BKR Stock Warning: Why Analysts See -14% Downside Risk
- Q3 revenue hit $7.01B, topping $6.81B estimates and up 1% YOY, highlighting expanding energy tech demand but offset by an 8% drop in OFSE revenue due to weakness in Saudi Arabia and Argentina.
- Adjusted EPS of 68 cents beat 62-cent forecasts, yet stock dipped after initial gains, mirroring oil price softening and sector-wide profit-taking.
- Activist Ananym Capital pushes for OFSE business sale amid modest margin declines from mix and inflation, amplifying worries over structural profitability with 21.9% 5-year gross margins lagging peers.

Wall Street Analysts Pile Positive Notes on ONEOK, Sparking Buzz Around 2026 Outlook
- Scotiabank held a $92 target on April 13, highlighting ONEOK's strong volume growth outpacing expectations and boosting near-term revenue potential.
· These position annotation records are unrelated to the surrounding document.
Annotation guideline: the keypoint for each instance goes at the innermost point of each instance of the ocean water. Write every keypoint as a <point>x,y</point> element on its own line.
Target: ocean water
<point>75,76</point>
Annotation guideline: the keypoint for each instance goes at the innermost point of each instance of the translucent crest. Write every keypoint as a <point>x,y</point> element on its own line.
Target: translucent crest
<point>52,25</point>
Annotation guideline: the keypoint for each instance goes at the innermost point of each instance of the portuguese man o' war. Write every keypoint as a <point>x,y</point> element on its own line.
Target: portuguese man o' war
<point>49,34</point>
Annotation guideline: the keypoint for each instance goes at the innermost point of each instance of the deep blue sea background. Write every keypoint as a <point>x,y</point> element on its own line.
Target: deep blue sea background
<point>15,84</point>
- Jefferies adjusted its view on April 8, emphasizing the company's investment-grade balance sheet that provides flexibility amid macroeconomic swings.
- Morgan Stanley set a lofty $113 high on April 7, pointing to robust demand trends in natural gas transportation as a key tailwind for sustained performance.
Investment Analysis

Baker Hughes
BKR
Pros
- Strong international subsea contract wins, especially in deepwater regions like Brazil, provide stability beyond North American shale markets.
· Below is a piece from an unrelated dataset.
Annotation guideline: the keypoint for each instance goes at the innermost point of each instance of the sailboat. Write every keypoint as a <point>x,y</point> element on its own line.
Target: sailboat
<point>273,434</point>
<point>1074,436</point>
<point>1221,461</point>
- Strategic moves to streamline portfolio focus on high-growth segments such as gas and digital technologies.
- Solid quarterly earnings coupled with steady demand for natural gas technologies underpin a moderately positive outlook for 2025.
Considerations
- Exposure to volatile global oil prices could reduce exploration spending and negatively impact traditional oilfield services demand.
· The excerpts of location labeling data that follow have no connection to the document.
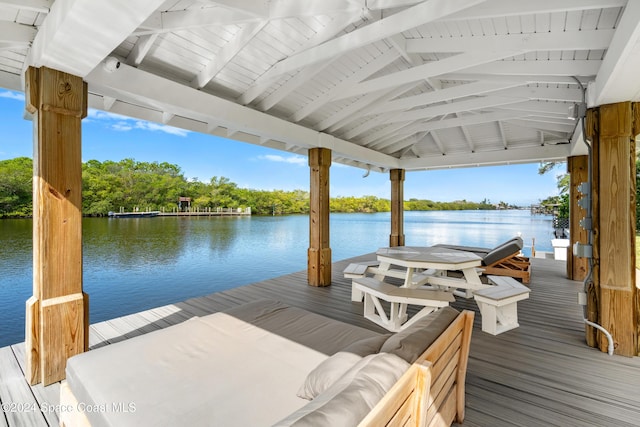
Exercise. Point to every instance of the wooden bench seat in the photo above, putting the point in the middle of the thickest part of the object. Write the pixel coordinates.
(499, 304)
(375, 290)
(358, 270)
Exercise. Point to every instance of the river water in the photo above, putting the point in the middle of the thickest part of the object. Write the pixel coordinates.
(130, 265)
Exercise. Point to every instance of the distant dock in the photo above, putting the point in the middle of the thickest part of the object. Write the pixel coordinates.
(134, 214)
(190, 213)
(211, 212)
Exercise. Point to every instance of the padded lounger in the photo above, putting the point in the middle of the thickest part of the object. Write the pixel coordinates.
(503, 260)
(249, 359)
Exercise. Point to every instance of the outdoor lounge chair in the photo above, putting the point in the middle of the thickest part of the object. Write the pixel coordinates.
(503, 260)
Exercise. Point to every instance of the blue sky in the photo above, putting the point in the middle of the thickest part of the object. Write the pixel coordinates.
(110, 137)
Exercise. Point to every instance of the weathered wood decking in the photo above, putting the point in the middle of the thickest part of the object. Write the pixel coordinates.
(540, 374)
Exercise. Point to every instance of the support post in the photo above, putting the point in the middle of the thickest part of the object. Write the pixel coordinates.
(57, 321)
(319, 253)
(614, 224)
(578, 173)
(396, 238)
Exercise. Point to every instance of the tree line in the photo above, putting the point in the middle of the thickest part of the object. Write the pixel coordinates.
(128, 184)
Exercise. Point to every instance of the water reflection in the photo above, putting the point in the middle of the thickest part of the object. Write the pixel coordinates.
(131, 264)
- Rising material costs due to international tariffs on key inputs like steel and aluminium may compress profit margins.
- Long-cycle LNG projects face risks including delays, cost overruns, and supply chain issues that could affect profitability and contract timing.

ONEOK
OKE
Pros
- ONEOK benefits from its integrated midstream operations focusing on natural gas liquids which supports stable cash flows.
- The company’s strong asset base in key US natural gas producing regions enhances its position in the energy infrastructure sector.
- Recent company performance reflects resilience amid energy market volatility due to diversified natural gas processing and transportation business.
Considerations
- Exposure to commodity price fluctuations, particularly natural gas prices, introduces cyclical volatility to earnings.
- Regulatory risks related to environmental policies could increase compliance costs and operational constraints.
- ONEOK’s growth is somewhat limited by reliance on North American markets with potential regional demand and supply risks.
Baker Hughes (BKR) Next Earnings Date
Baker Hughes (BKR) is expected to report its next earnings on April 23, 2026, after market close. This release will cover the first quarter of 2026 (Q1 2026), following the pattern of prior quarterly reports. A conference call is scheduled for April 24, 2026.
ONEOK (OKE) Next Earnings Date
ONEOK's next earnings date is estimated for April 28, 2026, following the company's historical pattern after the Q1 2026 period, though not yet officially confirmed. This report will cover the first quarter ending March 31, 2026. Some sources project late April to early May, reflecting typical quarterly timing post prior releases like February 2026 for Q4 2025.
Baker Hughes (BKR) Next Earnings Date
Baker Hughes (BKR) is expected to report its next earnings on April 23, 2026, after market close. This release will cover the first quarter of 2026 (Q1 2026), following the pattern of prior quarterly reports. A conference call is scheduled for April 24, 2026.
ONEOK (OKE) Next Earnings Date
ONEOK's next earnings date is estimated for April 28, 2026, following the company's historical pattern after the Q1 2026 period, though not yet officially confirmed. This report will cover the first quarter ending March 31, 2026. Some sources project late April to early May, reflecting typical quarterly timing post prior releases like February 2026 for Q4 2025.